Dr. Gülşah Merve Kılınç, Neolitik dönemin beslenme dönüşümünün ağız mikrobiyotasına etkilerini genetik veri ve popülasyon genetiği analizleriyle incelemeyi amaçlayan projesinde, bu dönüşümün insan ağız mikrobiyatasını nasıl etkilediğini araştırıyor. Proje, sağlıklı insanların ağız mikrobiyatasının evrimini, 6000 yıl önce ve 1000 yıl önce Anadolu’da yaşamış insanların diş ve diş taşlarından elde edilen antik DNA üzerinden inceleyerek, Anadolu’da yaşanan beslenme değişimlerinin insan sağlığı üzerindeki etkilerini aydınlatmayı hedefliyor. Elde edilen bulgularla günümüzdeki ağız mikrobiyatasının evrimi ve günümüzdeki hastalıklarla bağlantısına katkıda bulunulması amaçlanırken, aynı zamanda hastalıkların kökenlerini anlamak ve gelecekte tedavi yöntemleri geliştirmek için de temel oluşturuyor.Projesine ve ‘Bilim Kadınları İçin’ programına değinen Dr. Gülşah Merve Kılınç, “Antik DNA, canlı olmayan biyolojik materyallerden elde edilen genetik bilgilerdir. Antik DNA alanı 2022 yılında Nobel Ödülü’ne konu olmuş, son yılların en parlak araştırma alanlarından biridir. Ağız mikrobiyatasının Anadolu’da Neolitikleşme süreçlerinin sonucunda nasıl değiştiğine dair bu projemiz ise dünyada bir ilk olacaktır. Bu ödül sayesinde laboratuvarımızda hali hazırda yürümekte olan daha büyük ölçekli antik DNA araştırmalarının bir parçasını tamamlayabileceğiz. Buna ek olarak üreteceğimiz sonuçlar yeni proje fikirlerinin doğmasına da olanak sağlayacak. L’Oréal Türkiye’nin de desteği ile bu projeyle hem genç bilim insanlarına hem de bilim insanı adaylarına ilham olmayı çok isterim” dedi.
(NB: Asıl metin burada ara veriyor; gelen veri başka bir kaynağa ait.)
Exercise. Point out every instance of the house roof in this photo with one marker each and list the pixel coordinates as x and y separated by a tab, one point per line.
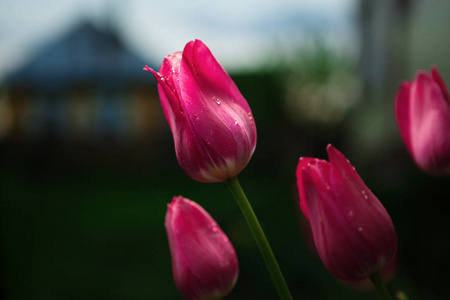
86	54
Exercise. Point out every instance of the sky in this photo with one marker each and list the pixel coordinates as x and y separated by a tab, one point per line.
241	34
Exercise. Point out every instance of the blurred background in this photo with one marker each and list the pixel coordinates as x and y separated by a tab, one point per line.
87	160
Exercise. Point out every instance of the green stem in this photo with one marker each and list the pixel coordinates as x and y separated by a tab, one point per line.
260	238
380	286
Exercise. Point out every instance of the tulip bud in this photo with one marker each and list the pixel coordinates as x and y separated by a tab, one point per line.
212	125
204	262
422	110
352	231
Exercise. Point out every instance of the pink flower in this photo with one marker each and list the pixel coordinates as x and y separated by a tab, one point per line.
422	110
352	231
204	262
212	125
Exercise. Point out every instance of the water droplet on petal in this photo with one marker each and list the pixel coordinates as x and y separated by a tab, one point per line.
364	194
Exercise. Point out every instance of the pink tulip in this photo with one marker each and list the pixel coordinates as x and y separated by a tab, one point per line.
212	125
352	231
204	262
422	110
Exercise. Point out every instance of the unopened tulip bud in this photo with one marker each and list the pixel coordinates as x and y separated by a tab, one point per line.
204	262
352	231
212	125
422	110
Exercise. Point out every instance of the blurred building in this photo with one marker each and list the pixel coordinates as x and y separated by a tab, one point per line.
83	90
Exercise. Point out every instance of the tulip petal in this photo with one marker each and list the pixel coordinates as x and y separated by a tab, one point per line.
219	113
438	79
402	113
352	231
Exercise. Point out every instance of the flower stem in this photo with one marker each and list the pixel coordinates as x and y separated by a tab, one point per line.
380	286
260	238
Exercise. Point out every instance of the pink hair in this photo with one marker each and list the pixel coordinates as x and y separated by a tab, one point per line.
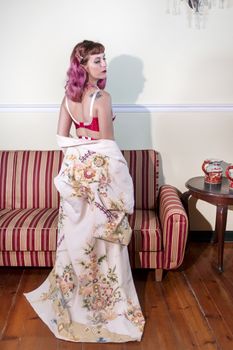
77	75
Dr. Kılınç, Türkiye’deki ilk ‘antik DNA’ araştırmalarına katılıyorVerilen bilgiye göre Dr. Gülşah Merve Kılınç’ın lise yıllarında biyolojiye olan ilgisi, onu Hacettepe Üniversitesi Biyoloji Bölümü’nden lisans derecesi ile mezun olmaya yönlendirdi. Ardından, Bilkent Üniversitesi’nde Moleküler Biyoloji ve Genetik alanında bütünleşik doktora programına tam başarı bursuyla kabul edildi. Doktora sürecinde, sağlıklı insanlarda görülen genetik varyasyonların karakterize edilmesi üzerine araştırmalar gerçekleştiren Dr. Kılınç, evrimsel güçler ve genetik çeşitliliğin izleri konusundaki merakını ODTÜ’deki antik DNA ekibine katılarak geliştirdi. Bu adımla çok sayıda bilim insanı ile Türkiye’de ilk ‘antik DNA’ araştırmalarını yürütmeye başladı.
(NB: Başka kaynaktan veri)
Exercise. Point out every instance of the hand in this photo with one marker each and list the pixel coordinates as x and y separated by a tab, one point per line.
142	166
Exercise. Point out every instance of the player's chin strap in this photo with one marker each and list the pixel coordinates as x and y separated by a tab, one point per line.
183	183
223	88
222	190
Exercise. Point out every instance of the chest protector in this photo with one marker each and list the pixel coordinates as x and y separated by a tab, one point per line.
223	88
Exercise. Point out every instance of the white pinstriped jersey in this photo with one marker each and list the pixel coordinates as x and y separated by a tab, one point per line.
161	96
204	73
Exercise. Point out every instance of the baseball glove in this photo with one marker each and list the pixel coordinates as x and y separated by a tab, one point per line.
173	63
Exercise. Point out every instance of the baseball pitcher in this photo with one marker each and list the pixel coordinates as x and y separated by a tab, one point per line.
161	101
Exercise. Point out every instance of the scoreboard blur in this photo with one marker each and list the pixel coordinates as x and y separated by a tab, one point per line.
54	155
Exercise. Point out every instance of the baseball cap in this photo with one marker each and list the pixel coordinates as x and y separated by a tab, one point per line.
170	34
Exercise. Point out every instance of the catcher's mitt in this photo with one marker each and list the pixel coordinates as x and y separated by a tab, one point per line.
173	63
Doktora sonrası dönemde, EMBO Bursu ile Uppsala Üniversitesi’nde çalışmalarını sürdüren Dr. Kılınç, daha sonra Stockholm Üniversitesi’nin antik DNA ekibine katılarak 1000 Antik Genom Projesi’nde görev aldı. Geçtiğimiz on yıl boyunca, çeşitli ulusal ve uluslararası araştırma ekipleriyle birlikte paleogenetik yöntemler kullanarak insan popülasyon genetiği üzerine önemli çalışmalar yürüttü.
Bugün, Hacettepe Üniversitesi, ODTÜ ve Mersin Üniversitesi’nden bilim insanlarıyla birlikte kurduğu antik DNA araştırma grubu ile projelerine devam ediyor. Dr. Gülşah Merve Kılınç, bu yıl ödül kazanan 4 bilim kadını arasında olmasının araştırma ekibi ile yürüttüğü çalışmaların, birlikte ürettikleri soruların ve yaklaşımların katkısının büyük önem taşıdığını belirtti.